Lors de sa rencontre avec le président américain Donald Trump, le président de la République, le général Joseph Aoun, a davantage plaidé pour un partenariat économique renforcé avec les États-Unis que pour une simple aide financière directe.
À ce stade, le pays n'a plus seulement besoin de subventions limitées ou d'une aide humanitaire, mais d'un véritable partenariat capable de relancer l'investissement et de réintégrer l'économie libanaise dans les marchés mondiaux.
Si les contacts politiques entre les deux pays aboutissent, quatre principaux axes de coopération économique se profilent. Tous plantent leurs racines dans une histoire de plusieurs décennies, mais pourraient aujourd'hui entrer dans une nouvelle phase.
Pétrole et gaz
Le premier de ces axes concerne le secteur pétrolier et gazier. Depuis l'adoption de la loi sur les ressources pétrolières offshore en 2010, puis le lancement des premiers appels d'offres quelques années plus tard, la présence américaine est restée limitée, tandis que les entreprises européennes occupaient le devant de la scène.

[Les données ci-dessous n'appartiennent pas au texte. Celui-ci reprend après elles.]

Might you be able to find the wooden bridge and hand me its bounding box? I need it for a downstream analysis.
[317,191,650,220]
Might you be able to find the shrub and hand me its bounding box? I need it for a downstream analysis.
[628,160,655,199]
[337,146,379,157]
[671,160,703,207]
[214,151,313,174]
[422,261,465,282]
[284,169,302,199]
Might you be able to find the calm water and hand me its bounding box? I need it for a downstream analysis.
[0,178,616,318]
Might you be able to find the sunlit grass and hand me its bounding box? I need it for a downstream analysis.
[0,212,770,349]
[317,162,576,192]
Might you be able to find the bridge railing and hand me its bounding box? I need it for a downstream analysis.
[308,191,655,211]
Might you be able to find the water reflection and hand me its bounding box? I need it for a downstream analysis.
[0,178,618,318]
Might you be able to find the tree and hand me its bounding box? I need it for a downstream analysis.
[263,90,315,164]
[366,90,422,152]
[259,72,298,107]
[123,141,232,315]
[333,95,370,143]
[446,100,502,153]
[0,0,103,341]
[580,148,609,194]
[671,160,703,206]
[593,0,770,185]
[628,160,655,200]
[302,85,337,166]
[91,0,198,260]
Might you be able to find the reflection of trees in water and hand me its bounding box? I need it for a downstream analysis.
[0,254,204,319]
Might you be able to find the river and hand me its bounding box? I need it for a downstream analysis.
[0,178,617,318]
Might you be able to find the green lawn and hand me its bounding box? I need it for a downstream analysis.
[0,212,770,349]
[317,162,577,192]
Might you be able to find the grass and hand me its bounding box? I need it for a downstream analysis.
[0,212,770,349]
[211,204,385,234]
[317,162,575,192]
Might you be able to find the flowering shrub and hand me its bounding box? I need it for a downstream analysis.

En 2022, Washington a toutefois joué un rôle déterminant en parrainant les négociations qui ont conduit à l'accord de délimitation de la frontière maritime entre le Liban et Israël. Cet accord a levé le principal obstacle politique à l'exploration des eaux libanaises.
Les compagnies énergétiques américaines pourraient désormais trouver des opportunités d'investissement au Liban, qu'il s'agisse de l'exploration, des services pétroliers ou du développement des infrastructures gazières, en bénéficiant du soutien politique que l'administration américaine est en mesure d'offrir aux investisseurs.
Le retour des vols directs
Le deuxième dossier est tout aussi important: il concerne la reprise des liaisons aériennes directes entre le Liban et les États-Unis, interrompues depuis plus de quarante ans après le détournement d'un avion de la TWA en 1985.
Si les exigences sécuritaires et techniques sont remplies, cette décision dépasserait largement le seul secteur du transport aérien. Elle constituerait un signal fort du retour de la confiance internationale envers le Liban. Elle raccourcirait également les distances pour des dizaines de milliers de Libanais vivant aux États-Unis, encouragerait les hommes d'affaires, les touristes et les investisseurs à se rendre au Liban et offrirait un soutien précieux aux secteurs du tourisme, des services et des congrès, dont l'économie a aujourd'hui un besoin pressant.
Les relations commerciales
Malgré la solidité des relations politiques entre les deux pays, les échanges commerciaux bilatéraux restent en deçà de leur potentiel.
En effet, les États-Unis constituent un marché important pour les exportations libanaises, notamment les bijoux et les produits agroalimentaires, tandis que le Liban importe des équipements industriels, médicaux et technologiques américains.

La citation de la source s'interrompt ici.